We work through those steps below:
- State the hypotheses. The first step is to
state the
null hypothesis and an alternative hypothesis.
Ho: The slope of the regression line is equal
to zero.
Ha: The slope of the regression line is not
equal to zero.
If the relationship between home size and electric bill is
significant, the slope will not equal zero.
- Formulate an analysis plan. For this analysis,
the significance level is 0.05. Using sample data, we will
conduct a linear regression t-test
to determine whether the slope of the regression line differs
significantly from zero.
- Analyze sample data. To apply the linear
regression t-test to sample data, we require the
standard error of the slope, the slope of the regression
line, the degrees of freedom,
the t statistic test statistic, and the P-value of the test
statistic.
We get the slope (b1) and the standard error (SE)

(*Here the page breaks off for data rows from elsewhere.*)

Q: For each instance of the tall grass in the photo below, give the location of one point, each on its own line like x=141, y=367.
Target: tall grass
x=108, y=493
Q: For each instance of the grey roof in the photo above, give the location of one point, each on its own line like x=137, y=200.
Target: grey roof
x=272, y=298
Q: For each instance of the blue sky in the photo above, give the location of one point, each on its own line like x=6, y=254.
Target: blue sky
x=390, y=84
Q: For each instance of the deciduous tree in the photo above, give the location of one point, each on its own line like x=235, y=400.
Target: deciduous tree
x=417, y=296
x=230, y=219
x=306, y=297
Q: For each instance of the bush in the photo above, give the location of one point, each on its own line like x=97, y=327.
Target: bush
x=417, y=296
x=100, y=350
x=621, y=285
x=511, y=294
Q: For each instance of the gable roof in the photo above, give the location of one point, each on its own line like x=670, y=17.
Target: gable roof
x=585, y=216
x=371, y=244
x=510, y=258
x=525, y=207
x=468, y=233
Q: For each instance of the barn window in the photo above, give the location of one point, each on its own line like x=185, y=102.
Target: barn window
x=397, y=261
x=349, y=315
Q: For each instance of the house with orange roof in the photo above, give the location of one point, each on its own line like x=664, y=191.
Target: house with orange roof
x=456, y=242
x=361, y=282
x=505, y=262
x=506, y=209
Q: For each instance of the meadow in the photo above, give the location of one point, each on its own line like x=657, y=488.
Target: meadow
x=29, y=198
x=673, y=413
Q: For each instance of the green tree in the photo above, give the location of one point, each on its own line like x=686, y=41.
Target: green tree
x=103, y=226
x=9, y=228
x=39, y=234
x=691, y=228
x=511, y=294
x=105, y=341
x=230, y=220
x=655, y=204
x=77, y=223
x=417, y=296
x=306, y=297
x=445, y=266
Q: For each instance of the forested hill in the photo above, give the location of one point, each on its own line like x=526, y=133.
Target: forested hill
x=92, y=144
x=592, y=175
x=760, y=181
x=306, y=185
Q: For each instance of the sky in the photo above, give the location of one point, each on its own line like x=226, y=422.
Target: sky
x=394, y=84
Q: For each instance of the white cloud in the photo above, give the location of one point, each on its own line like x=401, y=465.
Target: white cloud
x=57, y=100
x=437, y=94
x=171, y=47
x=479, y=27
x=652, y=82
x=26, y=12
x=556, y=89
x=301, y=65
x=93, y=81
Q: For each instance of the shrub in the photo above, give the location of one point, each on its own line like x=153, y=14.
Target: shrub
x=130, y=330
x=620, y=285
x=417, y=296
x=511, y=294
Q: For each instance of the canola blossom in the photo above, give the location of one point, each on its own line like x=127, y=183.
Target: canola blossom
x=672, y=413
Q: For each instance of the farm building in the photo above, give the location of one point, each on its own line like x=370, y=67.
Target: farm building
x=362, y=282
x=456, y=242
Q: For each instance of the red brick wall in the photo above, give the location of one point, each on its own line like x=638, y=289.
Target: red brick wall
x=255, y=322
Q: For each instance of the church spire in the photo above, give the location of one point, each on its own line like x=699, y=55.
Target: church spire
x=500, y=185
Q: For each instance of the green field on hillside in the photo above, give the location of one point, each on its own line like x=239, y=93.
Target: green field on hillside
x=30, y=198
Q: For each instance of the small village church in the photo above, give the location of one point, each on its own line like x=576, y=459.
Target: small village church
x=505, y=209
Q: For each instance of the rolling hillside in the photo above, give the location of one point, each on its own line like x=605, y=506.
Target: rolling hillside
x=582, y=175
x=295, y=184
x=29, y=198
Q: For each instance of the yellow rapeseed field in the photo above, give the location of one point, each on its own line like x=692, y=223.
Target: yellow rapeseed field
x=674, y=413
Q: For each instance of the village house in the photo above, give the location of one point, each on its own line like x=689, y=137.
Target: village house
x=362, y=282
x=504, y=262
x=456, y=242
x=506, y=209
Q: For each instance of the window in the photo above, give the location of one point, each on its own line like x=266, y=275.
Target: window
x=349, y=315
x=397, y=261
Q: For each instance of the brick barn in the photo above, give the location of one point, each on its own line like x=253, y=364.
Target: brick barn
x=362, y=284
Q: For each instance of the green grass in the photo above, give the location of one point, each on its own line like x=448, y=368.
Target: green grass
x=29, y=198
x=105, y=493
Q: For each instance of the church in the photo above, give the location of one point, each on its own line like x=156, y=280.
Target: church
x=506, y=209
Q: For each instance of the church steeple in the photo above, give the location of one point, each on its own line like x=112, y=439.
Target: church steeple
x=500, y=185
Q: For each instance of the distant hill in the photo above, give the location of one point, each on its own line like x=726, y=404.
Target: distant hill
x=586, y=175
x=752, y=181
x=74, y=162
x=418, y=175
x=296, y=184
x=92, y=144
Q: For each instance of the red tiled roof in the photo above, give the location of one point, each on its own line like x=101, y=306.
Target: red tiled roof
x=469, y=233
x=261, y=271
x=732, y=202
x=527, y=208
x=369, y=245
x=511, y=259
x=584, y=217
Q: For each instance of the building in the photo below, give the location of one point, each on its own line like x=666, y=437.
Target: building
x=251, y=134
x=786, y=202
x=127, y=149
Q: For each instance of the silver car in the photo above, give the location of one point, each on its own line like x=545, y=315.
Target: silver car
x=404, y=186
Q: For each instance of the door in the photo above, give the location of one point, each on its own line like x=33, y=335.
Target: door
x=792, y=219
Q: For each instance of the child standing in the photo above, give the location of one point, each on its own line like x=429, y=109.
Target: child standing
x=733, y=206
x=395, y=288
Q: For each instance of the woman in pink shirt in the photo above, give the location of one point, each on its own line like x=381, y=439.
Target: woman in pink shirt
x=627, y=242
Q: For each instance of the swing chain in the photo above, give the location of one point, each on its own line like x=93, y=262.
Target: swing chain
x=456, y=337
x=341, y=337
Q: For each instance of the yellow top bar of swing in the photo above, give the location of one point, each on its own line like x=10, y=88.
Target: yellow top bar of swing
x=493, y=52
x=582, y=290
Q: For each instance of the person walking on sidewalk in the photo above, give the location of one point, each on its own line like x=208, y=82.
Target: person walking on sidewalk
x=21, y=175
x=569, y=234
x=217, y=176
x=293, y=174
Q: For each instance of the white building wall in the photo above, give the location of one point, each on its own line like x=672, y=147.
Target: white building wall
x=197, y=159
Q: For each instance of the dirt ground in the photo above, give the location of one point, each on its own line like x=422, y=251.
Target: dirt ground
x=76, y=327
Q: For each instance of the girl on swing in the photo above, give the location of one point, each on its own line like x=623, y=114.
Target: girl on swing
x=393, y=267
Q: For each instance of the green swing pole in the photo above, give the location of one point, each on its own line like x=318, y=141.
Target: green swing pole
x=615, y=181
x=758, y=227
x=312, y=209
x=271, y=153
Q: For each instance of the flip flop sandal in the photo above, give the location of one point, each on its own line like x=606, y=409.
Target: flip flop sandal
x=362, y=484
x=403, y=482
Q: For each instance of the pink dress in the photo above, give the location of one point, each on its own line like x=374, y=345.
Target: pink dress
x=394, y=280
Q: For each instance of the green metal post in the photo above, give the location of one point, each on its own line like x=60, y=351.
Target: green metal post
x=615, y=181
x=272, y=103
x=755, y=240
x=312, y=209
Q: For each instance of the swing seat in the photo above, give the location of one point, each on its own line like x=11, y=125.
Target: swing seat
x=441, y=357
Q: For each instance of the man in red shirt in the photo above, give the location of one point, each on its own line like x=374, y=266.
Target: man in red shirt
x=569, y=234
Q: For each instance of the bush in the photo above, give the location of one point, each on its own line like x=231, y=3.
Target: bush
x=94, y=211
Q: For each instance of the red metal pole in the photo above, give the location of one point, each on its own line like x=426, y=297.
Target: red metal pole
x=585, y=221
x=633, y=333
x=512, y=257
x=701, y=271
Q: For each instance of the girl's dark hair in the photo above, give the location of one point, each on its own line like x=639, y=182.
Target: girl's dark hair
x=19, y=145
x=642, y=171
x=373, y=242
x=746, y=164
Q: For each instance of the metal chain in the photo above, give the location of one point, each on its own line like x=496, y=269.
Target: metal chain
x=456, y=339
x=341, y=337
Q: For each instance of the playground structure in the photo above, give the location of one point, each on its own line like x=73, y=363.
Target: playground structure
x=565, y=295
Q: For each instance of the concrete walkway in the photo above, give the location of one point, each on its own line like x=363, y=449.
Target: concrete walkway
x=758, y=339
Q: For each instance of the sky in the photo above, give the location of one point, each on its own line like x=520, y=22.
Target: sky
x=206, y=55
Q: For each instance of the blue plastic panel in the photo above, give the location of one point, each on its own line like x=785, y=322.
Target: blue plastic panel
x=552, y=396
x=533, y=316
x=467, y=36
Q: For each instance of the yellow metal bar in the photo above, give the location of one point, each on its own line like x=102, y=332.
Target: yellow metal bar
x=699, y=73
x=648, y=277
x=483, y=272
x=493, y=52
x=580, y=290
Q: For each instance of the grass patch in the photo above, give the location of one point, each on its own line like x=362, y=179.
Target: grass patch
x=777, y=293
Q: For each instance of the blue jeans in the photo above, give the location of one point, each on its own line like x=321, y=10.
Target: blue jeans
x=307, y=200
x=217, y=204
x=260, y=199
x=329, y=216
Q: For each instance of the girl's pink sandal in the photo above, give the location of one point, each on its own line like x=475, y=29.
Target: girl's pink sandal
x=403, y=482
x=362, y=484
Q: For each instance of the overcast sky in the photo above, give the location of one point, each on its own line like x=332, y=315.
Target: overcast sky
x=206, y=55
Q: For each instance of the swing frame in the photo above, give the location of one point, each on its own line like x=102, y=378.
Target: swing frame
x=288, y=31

from the regression output.
b1 = 0.55
SE = 0.24
We compute the degrees of
freedom and the t statistic test statistic,
using the following equations.
DF = n - 2 = 101 - 2 = 99
t = b1/SE = 0.55/0.24 = 2.29
where
DF is the degrees of freedom,
n is the number of observations in the sample,
b1 is the slope of the regression line, and
SE is the standard error of the slope.
Based on the
t statistic test statistic and the
degrees of freedom, we determine the
P-value. The P-value is the probability that a t statistic
having 99 degrees of freedom is more extreme than 2.29.
Since this is a
two-tailed test, "more extreme" means greater than 2.29
or less than -2.29.
We use the
t Distribution Calculator
to find P(t > 2.29) = 0.0121 and P(t < -2.29) = 0.0121.
Therefore, the P-value is 0.0121 + 0.0121 or 0.0242.
- Interpret results. Since the P-value (0.0242) is
less than the significance level (0.05), we cannot accept the
null hypothesis.
Note: If you use this approach on an exam, you may also want to mention
that this approach is only appropriate when the
standard requirements for simple linear regression are satisfied.